No dia do aniversário "Bem", ela ganhou o telefone com que tanto sonhava: um iPhone! "Leãozinho" deu o aparelho, mas esqueceu de anotar o número que estava já instalado nele. Tinha nada, não, assim que "Bem" voltasse da viagem de urgência que faria a Buenos Aires, acompanhando uma tia doente, se falariam. Um mês passaria depressa. Acostumara-se a chamar a amante de "Bem" porque era assim que tratava a esposa e não haveria risco de trocar os nomes. A mulher tinha um nome comum, mas o de "Bem", era meio estranho: Jopsla! Ninguém sabia a origem do nome, mas não vinha ao caso. "Bem" estava de bom tamanho. Novo telefone, chip novo, pré-pago, e o número não importava, pois sempre que "Bem" ligava, o que aparecia na tela de "Leãozinho" era "número confidencial" que era para disfarçar no caso da patroa atender.
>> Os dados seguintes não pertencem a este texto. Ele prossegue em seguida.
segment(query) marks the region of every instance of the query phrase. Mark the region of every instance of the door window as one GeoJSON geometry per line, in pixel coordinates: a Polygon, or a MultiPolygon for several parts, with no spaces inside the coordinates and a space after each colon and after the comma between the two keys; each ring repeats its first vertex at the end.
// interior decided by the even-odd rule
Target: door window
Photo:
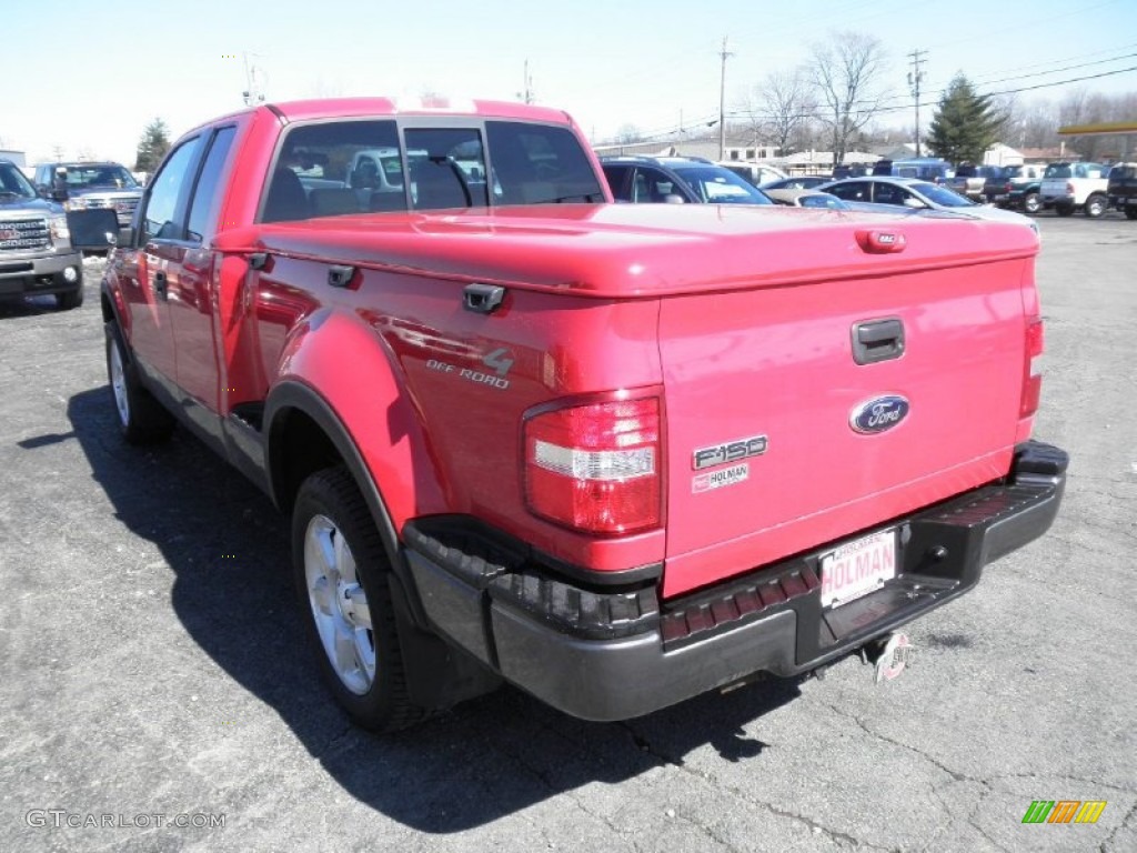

Por uma questão cultural, toda patroa se acha no direito de atender o celular do seu esposo e se o telefone dele tocasse assim, no meio de qualquer hora do dia, ela perguntava em tom de exigindo uma resposta:
- Quem é, meu filho!
Se o "Leãozinho" ficasse dizendo "alô! alô!", no terceiro "alô", já estava combinado, "Bem" desligaria imediatamente sem falar". E aí, ele respondia sem alterar, o batimento cardíaco ou inventar uma desculpa mais complicada:
- Sei lá, Bem, é número confidencial.
E a "Bem" da paixão ligaria meia hora depois. Tudo certo, tudo combinado, e nunca falhou. Ele, por sua vez, nunca ligava para ela, para evitar de deixar gravado um número que podia ser questionado por sua patroa há mais de trinta e cinco anos. "Bem", a bem da verdade, nasceu quinze anos após o casamento de Leãozinho com sua patroa. Ela, virgem donzela, casara-se com ele de véu e grinalda e levava muito a sério esse negócio de "até que a morte os separe", senão...! Tolerância zero! Marcação cerrada. Os encontros dos dois sempre eram pela manhã, três, quatro vezes por mês, quando Leãozinho tinha, digamos, permissão para uma caminhada na Beira-Mar. Aliás, por falar em Beira-Mar, certa vez Bem se engraçou de um cordão de ouro que recebera da esposa e ele, muito afoito, tirou do pescoço e colocou no pescoço dela. Em casa, juntou o útil ao agradável dizendo que um marginal conhecido na área havia arrancado com alguma brutalidade. "Olha aqui, olha aqui..." - apontando para a marca roxa do beijo dado só para infernizar, Bem era assim mesmo, bem moleca. Pois bem, "Bem" ganhou o telefone chique e viajou com a tia doente a Buenos Aires. A tia doente era um senhor também já entrado na idade, como Leãozinho. Bem foi, mas não gostou de Buenos Aires, reclamou que não entendia a língua e mais ainda detestou o frio. Melhor para "a tia doente" que ficou a maior parte do tempo no quarto do hotel barato perto da Calle Florida! Na outra ponta, Leãozinho contava os dias. "Assim que você chegar, quero que vá me encontrar com aquele vestido curtinho, mas vá só de vestido..." "Combinado, Leãozinho, pode deixar...". Quando Bem chegou, ligou. Mas quem atendeu? A patroa. Bem estava no banheiro... Lá de dentro, quase dá a maior bandeira ao gritar entre o ansioso e o desesperado:
- Quem é? Quem é? É confidencial?" - deixou escapar. "É, por quê?" respondeu a patroa emendando "por acaso está esperando alguma ligação confidencial?" Bem não ligou depois de meia hora, mas se ligou ele não soube. A patroa não só desligou o telefone como fez pior: tirou a bateria.